Bishop Rhoades' judgement was issued in the July 29, 2019 decree, which was signed also by Fr. Mark Gurtner, then-chancellor of the Diocese of Fort Wayne-South Bend.
The five other bishops where the purported visions were said to have occurred – Archbishop Dennis Schnurr of Cincinnati, Archbishop Allen Vigneron of Detroit, Bishop Timothy Doherty of Lafayette in Indiana, Bishop Thomas Olmsted of Phoenix, and Bishop Daneil Thomas of Toledo in Ohio – each concur with Bishop Rhoades' findings and conclusions.
The six bishops had in 2017 asked the US bishops' conference to investigate the alleged apparitions, considering that inquiries were being received about the alleged apparition and its purported request for a procession of the nation's bishops and that a statue of Our Lady of America be placed in the Basilica of the National Shrine of the Immaculate Conception.
The Congregation for the Doctrine of the Faith advised that it be conducted by one of the bishops, and Bishop Rhoades agreed to do so.
He received documentation of Sr. Neuzil's correspondence the following year, and he conducted the evaluation with a commission of theological and canonical experts. They also gathered personal interviews with witnesses who knew Sr. Neuzil.
The procedure for the investigation was carried out in accordance with the Congregation for the Doctrine of the Faith's 1978 "Norms regarding the manner of proceeding in the discernment of presumed apparitions or revelations."
Some bishops have permitted the public display of statues of Our Lady of America, and then-Msgr. Liebold had given an imprimatur to a prayer attached to the devotion in 1963.
The six bishops wrote May 7 that "given this history of prayers and religious articles being given approval by competent ecclesiastical authority, the use of such prayers religious articles may continue as a matter of private devotion, but not as a public devotion of the Church."
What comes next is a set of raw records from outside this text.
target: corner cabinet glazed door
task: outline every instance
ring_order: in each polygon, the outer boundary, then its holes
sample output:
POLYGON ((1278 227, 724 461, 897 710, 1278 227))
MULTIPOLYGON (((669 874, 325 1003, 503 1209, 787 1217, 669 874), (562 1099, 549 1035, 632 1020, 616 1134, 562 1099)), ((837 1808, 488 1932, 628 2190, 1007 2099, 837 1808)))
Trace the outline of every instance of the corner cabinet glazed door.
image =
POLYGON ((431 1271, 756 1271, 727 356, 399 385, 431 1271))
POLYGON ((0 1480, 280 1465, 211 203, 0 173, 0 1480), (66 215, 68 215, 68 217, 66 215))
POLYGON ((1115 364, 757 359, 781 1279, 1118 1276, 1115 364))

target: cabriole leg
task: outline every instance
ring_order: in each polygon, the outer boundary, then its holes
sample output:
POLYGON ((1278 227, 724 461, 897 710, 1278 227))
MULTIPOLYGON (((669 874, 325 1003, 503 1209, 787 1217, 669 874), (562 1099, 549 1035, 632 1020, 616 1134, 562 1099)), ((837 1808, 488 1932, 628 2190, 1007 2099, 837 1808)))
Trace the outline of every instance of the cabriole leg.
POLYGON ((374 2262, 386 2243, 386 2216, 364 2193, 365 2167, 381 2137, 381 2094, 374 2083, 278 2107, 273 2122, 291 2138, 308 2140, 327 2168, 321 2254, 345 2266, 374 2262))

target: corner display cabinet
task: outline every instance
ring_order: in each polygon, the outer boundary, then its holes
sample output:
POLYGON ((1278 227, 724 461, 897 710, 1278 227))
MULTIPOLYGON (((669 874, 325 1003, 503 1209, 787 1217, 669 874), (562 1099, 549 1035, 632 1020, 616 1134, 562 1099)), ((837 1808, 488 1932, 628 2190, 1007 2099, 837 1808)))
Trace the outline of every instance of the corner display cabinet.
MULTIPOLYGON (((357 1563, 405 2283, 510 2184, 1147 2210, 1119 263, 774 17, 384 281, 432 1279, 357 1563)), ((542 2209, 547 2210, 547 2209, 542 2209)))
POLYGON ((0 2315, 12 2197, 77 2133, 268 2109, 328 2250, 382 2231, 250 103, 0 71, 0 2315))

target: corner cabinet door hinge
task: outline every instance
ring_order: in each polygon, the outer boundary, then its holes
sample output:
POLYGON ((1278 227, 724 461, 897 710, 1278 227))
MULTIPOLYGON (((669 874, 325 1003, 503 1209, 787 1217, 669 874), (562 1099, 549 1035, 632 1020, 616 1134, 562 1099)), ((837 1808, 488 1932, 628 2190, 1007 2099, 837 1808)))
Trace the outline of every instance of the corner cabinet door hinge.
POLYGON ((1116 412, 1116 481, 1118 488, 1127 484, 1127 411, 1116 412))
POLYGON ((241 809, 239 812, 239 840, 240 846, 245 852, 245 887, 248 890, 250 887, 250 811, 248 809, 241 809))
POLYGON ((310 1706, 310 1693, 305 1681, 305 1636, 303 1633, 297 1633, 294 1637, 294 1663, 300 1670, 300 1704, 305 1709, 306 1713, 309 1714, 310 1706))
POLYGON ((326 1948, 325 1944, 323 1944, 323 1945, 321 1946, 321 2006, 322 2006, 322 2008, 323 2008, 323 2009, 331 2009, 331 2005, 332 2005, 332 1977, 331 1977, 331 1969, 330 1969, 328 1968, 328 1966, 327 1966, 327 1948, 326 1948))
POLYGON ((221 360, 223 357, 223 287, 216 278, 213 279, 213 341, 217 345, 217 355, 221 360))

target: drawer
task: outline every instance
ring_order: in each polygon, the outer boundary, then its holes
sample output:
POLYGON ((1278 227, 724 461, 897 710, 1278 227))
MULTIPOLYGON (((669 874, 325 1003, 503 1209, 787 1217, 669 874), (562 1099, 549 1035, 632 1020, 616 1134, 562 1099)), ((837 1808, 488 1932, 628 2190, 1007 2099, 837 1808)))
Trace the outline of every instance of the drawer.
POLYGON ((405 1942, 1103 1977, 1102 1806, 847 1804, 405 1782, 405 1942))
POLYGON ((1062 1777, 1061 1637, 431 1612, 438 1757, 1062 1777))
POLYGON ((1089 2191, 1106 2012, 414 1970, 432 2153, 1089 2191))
"Indeed, such private devotion would be consistent with the history of the United States of America being dedicated to Our Lady," they added.
However, "such private devotion should in no way imply approval or acceptance of purported revelations, visions, or locutions attributed to Sister Mary Ephrem (Mildred) Neuzil other than as her own subjective inner religious experiences."
A spokesperson for the Diocese of Fort Wayne-South Bend told CNA that "the conclusion of Bishop Rhoades and the other five bishops pertains to the entire Church. The same would have been true if the decision were in the affirmative."